Например, величайший из схоластов посвящает фолианты подробному описанию того, каким был бы мир, если бы Адам отказался от яблока; какими были бы короли, законы, младенцы, животные, планеты в непавшем мире. Настолько интенсивно он чувствует, что Адам мог бы решить иначе, что он видит полное и сложное видение другого мира, мира, который теперь никогда не может быть.

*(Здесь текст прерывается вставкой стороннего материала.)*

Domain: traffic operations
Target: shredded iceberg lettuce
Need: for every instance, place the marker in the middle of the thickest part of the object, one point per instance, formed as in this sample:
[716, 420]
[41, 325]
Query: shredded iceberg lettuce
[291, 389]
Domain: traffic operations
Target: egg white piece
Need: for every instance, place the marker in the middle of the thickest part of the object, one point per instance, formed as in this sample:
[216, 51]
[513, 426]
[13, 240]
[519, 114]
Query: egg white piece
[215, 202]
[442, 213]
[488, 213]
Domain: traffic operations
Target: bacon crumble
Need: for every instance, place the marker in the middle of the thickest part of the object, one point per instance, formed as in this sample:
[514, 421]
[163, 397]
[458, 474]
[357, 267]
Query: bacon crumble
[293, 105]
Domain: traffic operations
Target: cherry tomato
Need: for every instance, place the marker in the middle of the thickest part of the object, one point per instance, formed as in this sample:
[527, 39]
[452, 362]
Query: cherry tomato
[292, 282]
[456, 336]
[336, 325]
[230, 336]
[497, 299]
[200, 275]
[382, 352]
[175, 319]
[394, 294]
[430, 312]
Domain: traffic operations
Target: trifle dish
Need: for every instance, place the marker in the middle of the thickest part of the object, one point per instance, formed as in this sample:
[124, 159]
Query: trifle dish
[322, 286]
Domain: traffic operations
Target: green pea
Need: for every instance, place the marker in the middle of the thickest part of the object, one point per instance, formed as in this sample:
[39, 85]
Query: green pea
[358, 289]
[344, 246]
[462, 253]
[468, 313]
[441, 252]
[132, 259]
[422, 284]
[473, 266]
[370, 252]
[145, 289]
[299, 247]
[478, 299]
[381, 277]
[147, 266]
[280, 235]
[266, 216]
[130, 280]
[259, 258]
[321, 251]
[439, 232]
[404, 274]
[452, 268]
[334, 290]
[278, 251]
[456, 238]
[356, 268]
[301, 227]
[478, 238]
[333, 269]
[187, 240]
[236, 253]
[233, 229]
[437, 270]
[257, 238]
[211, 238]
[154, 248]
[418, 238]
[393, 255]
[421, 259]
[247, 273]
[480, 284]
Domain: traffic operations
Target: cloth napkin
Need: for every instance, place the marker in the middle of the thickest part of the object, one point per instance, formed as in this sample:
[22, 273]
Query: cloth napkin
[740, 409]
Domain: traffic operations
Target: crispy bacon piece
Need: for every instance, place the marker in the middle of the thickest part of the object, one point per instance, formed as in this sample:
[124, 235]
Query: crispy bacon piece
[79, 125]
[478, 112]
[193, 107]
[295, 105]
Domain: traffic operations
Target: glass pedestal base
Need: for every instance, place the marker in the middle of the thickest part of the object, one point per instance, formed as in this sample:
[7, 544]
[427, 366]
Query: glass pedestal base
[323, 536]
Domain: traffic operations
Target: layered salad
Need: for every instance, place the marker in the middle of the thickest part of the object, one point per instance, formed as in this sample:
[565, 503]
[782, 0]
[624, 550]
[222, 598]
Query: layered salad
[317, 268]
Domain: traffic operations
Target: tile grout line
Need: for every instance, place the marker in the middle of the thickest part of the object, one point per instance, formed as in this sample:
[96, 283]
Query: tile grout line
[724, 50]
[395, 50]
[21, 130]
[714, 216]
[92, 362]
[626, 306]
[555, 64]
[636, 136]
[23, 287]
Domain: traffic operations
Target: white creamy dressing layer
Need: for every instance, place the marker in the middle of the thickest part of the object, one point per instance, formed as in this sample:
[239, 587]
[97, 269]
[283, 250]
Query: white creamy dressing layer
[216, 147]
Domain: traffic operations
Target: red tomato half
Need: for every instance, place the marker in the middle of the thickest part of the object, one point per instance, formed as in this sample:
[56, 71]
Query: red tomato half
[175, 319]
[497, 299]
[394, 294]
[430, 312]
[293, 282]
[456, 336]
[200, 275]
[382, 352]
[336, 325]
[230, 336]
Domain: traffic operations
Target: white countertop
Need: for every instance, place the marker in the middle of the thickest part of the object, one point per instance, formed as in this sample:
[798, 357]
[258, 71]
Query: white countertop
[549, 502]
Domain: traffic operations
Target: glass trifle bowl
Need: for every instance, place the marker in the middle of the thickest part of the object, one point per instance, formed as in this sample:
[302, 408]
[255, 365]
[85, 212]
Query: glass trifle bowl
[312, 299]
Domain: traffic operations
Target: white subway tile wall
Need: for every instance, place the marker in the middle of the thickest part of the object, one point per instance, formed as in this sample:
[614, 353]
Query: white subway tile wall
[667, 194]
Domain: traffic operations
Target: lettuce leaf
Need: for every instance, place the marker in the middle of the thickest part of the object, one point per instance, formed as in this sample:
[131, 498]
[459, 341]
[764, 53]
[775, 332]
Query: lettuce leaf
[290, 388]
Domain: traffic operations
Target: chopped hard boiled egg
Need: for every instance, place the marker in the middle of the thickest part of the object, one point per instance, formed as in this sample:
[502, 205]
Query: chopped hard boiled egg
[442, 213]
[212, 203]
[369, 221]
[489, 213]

Это чувство потока жизни в человеке, который может повернуться в любую сторону, можно почувствовать через всю их популярную этику в легендах, хрониках и балладах. Это чувство, которое было ослаблено среди нас двумя тяжелыми интеллектуальными силами. Кальвинизм семнадцатого века и физическая наука девятнадцатого, какие бы другие истины они ни преподавали, омрачили эту свободу чувством рока. Мы думаем о плохих людях как о чем-то вроде черных людей, отдельном и неизлечимом роде людей. Байронический дух был на самом деле своего рода оперным кальвинизмом. Он вывел злодея на сцену; потерянную душу; современную версию короля Иоанна. Но современники короля Иоанна не чувствовали этого по отношению к нему, даже когда они ненавидели его. Они инстинктивно чувствовали, что он человек смешанных страстей, как и они сами, который позволял своим злым страстям иметь слишком много времени. Они могли бы говорить о нем как о человеке, находящемся в значительной опасности попасть в ад; но они не говорили бы о нем так, как будто он пришел оттуда. В балладах Перси или Робин Гуда часто случается, что король появляется на сцене, и его окончательное решение составляет кульминацию рассказа. Но мы не чувствуем, как в байроническом или современном романе, что есть определенная сценическая директива «Входит Тиран». Мы также не видим deus ex machina, который обязательно сделает все, что мягко и справедливо. Король в балладе находится в состоянии мужественной нерешительности. Иногда он переходит от возвышенной страсти к самому широкому великодушию и дружелюбию; иногда он начинает акт мести и отворачивается от него шуткой. И все же это августейшее легкомыслие — не моральное безразличие; это моральная свобода. Это сильное чувство у автора, что король, будучи типом человека с властью, вероятно, иногда будет использовать ее плохо, а иногда хорошо. В этом смысле Иоанн, безусловно, представлен неверно, ибо он изображен как нечто, чего никто из его собственных друзей или врагов не видел. В этом смысле он, безусловно, был не так черен, как его малюют, ибо он жил в мире, где каждый был пестрым.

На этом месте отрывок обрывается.